We parallelise the loop by replacing it by 'parSapply' (foreach or future could be also used) so that each CPU slave runs one sjSDM model on our GPU. The number of cpu cores should be set to maximise GPU utilisation, e.g. if one model consumes 20% of the GPU's resources (can be checked via nvtop) not more than 4-5 CPU cores should be used (ofc it depends also on the available CPU cores!!!):

cl = parallel::makeCluster(4L)
parallel::clusterExport(cl, list("X", "Y"))
parallel::clusterEvalQ(cl, {library(sjSDM)})

ll = parallel::parSapply(cl, lr, function(l) {
  m = sjSDM(Y, X, learning_rate = l, device = "gpu")
  return(logLik(m))
})
parallel::stopCluster(cl)

n models on j GPUs

Task: training n sjSDMs Hardware: j GPU

With more than one GPU, it would be nice to distribute the job among the available GPUs (which is automatically done by the sjSDM_cv function). GPUs are given a number by the system starting with 0 and we can use these numbers to control/identify the individual GPUs. If you have 3 gpus, the numbers will be 0-3 (so the only requirement is to know the overall number of GPUs).

Let's assume two GPUs and we want to run 5 jobs on each GPU which means that we need 10 CPU slaves. To equally distribute the jobs on the GPUs i) we will assign each CPU slave a GPU using the CPU slave IDs ii) create a simple which-node-which-gpu look-up table, and iii) use the node id and the look-up table to set the device in each iteration:

cl = parallel::makeCluster(10L)
nodes = unlist(parallel::clusterEvalQ(cl, paste(Sys.info()[['nodename']], Sys.getpid(), sep='-')))
# each node will get a gpu
which_gpu = cbind(nodes, 0:1)  

parallel::clusterExport(cl, list("X", "Y", "which_gpu"))
parallel::clusterEvalQ(cl, {library(sjSDM)})
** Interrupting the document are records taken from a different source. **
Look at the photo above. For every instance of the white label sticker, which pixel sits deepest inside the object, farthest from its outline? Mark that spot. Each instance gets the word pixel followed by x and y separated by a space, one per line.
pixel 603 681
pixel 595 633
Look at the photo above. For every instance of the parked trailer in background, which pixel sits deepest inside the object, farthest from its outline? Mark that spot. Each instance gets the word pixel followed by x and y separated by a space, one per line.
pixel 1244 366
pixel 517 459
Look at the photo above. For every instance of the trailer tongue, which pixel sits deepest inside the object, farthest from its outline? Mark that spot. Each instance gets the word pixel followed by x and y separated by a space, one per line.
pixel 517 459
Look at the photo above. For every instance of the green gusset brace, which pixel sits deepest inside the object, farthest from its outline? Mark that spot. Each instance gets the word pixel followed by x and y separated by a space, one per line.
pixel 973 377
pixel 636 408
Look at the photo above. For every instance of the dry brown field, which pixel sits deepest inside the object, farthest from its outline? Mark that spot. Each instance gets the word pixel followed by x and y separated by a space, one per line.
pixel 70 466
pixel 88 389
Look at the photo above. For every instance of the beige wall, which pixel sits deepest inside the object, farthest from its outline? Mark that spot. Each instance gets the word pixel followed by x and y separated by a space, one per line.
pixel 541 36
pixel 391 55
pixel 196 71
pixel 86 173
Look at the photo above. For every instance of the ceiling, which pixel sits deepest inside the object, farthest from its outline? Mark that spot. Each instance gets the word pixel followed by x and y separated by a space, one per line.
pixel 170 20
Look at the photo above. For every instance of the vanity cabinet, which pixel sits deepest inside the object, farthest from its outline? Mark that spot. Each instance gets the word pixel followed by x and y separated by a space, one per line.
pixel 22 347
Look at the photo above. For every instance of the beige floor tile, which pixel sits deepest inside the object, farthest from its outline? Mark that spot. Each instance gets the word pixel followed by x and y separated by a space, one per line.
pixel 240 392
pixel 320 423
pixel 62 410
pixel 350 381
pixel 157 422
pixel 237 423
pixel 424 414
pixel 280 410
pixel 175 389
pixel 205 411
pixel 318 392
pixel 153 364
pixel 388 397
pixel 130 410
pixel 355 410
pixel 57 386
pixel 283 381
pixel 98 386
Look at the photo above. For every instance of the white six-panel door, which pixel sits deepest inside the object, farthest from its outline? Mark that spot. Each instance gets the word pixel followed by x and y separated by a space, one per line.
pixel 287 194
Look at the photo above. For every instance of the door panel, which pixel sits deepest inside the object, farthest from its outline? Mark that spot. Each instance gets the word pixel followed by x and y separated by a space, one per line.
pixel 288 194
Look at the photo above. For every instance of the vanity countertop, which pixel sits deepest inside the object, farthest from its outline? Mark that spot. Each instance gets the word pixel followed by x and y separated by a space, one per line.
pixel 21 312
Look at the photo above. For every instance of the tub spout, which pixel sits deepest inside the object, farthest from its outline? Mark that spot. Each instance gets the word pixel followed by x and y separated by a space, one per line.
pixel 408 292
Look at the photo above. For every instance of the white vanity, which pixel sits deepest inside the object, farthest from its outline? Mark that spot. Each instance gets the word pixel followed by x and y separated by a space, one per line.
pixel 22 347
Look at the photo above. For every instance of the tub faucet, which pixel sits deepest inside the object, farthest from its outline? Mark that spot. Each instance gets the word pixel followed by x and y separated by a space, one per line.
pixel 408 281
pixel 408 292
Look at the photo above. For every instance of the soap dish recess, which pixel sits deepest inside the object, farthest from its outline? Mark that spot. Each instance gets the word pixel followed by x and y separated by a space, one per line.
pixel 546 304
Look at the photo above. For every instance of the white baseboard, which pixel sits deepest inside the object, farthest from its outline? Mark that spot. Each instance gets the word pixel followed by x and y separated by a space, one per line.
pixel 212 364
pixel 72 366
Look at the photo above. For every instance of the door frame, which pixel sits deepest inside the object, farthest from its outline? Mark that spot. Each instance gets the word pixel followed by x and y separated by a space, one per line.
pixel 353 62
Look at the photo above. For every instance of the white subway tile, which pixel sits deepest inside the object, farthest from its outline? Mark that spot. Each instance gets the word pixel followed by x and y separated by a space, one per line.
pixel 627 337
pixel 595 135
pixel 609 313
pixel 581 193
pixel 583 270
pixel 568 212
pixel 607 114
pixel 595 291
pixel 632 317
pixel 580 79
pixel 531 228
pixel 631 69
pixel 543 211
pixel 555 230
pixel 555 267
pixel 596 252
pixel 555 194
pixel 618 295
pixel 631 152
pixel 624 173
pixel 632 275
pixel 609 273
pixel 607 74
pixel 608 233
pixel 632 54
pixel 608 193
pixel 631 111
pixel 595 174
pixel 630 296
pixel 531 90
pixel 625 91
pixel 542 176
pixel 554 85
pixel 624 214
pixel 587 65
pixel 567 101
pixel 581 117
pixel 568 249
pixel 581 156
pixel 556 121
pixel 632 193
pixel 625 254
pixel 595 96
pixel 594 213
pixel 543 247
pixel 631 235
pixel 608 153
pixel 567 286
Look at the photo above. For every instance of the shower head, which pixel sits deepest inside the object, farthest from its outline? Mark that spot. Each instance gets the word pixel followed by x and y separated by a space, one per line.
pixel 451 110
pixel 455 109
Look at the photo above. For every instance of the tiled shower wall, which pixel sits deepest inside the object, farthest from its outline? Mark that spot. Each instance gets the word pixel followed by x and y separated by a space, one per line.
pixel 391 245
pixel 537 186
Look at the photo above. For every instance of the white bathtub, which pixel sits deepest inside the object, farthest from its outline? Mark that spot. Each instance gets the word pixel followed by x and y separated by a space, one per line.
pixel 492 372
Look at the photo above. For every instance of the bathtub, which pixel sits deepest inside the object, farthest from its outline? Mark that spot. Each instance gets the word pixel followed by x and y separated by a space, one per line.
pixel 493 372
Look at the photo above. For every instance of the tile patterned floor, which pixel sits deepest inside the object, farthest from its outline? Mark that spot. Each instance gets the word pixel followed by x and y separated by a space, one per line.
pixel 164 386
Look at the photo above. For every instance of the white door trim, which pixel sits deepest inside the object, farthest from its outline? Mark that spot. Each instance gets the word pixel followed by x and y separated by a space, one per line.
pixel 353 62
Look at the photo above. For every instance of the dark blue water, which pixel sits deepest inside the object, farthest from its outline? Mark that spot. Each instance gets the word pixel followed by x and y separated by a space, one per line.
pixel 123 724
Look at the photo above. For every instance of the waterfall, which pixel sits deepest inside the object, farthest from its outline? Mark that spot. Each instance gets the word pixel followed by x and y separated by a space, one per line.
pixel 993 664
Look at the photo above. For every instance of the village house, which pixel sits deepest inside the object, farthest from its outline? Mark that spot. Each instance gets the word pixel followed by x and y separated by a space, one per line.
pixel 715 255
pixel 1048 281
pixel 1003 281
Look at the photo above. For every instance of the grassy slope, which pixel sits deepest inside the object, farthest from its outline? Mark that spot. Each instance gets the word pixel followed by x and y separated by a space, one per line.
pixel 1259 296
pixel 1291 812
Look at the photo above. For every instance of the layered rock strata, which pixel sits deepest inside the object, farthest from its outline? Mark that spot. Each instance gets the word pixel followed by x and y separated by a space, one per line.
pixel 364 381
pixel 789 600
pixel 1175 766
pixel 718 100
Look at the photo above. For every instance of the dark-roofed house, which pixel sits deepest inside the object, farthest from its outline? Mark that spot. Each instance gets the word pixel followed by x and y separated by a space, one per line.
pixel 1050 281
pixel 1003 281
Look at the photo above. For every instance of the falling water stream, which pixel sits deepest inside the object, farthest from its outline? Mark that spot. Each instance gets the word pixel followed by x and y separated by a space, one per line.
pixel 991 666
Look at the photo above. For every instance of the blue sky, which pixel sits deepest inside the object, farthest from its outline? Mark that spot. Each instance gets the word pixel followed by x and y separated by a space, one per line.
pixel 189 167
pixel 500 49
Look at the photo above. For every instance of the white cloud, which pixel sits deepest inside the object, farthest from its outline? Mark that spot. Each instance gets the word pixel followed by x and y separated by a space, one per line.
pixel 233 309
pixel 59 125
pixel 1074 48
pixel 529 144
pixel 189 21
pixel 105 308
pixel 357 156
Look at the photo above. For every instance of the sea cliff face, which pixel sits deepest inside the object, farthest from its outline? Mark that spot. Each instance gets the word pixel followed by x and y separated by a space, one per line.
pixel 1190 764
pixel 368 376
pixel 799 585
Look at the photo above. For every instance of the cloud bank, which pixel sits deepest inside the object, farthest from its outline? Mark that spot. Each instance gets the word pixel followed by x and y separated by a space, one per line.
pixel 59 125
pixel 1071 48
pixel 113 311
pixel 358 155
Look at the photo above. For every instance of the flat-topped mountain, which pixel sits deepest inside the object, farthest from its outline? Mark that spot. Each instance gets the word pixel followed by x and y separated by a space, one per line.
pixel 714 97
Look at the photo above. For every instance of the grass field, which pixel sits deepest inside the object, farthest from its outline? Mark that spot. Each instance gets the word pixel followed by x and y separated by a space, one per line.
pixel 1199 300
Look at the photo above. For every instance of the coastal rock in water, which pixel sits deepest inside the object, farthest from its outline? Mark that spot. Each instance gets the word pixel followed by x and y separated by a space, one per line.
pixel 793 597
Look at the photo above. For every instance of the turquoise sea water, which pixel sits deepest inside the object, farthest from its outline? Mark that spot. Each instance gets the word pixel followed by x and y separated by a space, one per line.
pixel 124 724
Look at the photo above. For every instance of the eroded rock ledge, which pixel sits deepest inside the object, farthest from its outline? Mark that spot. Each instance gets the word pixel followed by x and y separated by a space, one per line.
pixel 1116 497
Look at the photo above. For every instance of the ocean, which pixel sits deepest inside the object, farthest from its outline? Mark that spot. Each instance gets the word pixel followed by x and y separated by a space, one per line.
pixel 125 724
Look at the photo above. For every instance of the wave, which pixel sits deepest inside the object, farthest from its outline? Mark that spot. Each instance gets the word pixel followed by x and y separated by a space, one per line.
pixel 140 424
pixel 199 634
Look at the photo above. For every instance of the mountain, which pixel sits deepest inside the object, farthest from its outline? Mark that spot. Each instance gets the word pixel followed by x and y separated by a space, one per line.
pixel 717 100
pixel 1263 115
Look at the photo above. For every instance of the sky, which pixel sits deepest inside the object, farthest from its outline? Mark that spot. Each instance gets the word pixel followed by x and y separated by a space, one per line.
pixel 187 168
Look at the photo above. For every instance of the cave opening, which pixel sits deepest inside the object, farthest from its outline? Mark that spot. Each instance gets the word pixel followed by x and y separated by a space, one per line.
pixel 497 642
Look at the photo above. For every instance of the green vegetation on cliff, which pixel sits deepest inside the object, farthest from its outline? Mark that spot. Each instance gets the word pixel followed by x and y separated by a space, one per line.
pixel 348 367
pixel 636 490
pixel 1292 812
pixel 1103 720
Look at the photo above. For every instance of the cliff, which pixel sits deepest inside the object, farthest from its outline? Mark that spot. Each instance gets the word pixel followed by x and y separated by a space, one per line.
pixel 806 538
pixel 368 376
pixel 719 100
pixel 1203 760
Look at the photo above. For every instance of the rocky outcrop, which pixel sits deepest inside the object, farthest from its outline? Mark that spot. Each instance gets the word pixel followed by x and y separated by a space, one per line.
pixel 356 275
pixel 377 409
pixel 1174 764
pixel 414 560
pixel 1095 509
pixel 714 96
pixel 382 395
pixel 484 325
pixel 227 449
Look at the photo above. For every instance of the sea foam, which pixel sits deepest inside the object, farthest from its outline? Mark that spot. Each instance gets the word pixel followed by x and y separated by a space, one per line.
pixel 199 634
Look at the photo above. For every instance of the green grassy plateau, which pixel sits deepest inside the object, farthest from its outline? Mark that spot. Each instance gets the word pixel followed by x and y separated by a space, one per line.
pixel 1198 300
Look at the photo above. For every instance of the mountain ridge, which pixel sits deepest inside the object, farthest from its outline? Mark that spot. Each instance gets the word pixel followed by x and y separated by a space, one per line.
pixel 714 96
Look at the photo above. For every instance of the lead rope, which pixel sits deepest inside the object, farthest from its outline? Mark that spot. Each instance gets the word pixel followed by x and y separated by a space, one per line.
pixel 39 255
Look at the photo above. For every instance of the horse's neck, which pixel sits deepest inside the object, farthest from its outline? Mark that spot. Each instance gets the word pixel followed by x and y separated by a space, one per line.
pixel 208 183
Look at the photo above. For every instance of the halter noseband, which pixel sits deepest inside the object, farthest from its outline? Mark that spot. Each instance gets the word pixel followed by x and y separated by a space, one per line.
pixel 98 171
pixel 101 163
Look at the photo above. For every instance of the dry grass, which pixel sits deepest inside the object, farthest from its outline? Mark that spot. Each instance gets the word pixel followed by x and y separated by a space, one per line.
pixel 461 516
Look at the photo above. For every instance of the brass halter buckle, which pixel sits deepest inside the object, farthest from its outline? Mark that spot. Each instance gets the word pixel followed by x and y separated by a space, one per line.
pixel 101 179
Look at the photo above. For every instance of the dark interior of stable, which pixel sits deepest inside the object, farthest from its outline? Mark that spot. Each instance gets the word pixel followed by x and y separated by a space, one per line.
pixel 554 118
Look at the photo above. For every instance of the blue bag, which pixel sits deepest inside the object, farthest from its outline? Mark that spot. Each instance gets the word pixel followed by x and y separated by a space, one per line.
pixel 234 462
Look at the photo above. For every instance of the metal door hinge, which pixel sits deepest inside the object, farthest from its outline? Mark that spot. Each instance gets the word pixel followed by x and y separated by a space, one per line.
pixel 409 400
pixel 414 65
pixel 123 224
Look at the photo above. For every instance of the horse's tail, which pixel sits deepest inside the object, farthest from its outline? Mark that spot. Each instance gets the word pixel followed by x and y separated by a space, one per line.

ll = parallel::parSapply(cl, lr, function(l) {
  # How I am:
  myself = paste(Sys.info()[['nodename']], Sys.getpid(), sep='-')

  # get my device:
  device = as.integer(as.numeric(which_gpu[which(which_gpu[,1] %in% myself, arr.ind = TRUE), 2]))

  m = sjSDM(Y, X, learning_rate = l, device = device)
  ll = logLik(m)
  rm(m)
  gc()
  return(ll)
})
parallel::stopCluster(cl)

For large jobs (many iterations) it is better to explicitly clean the environment after each iteration.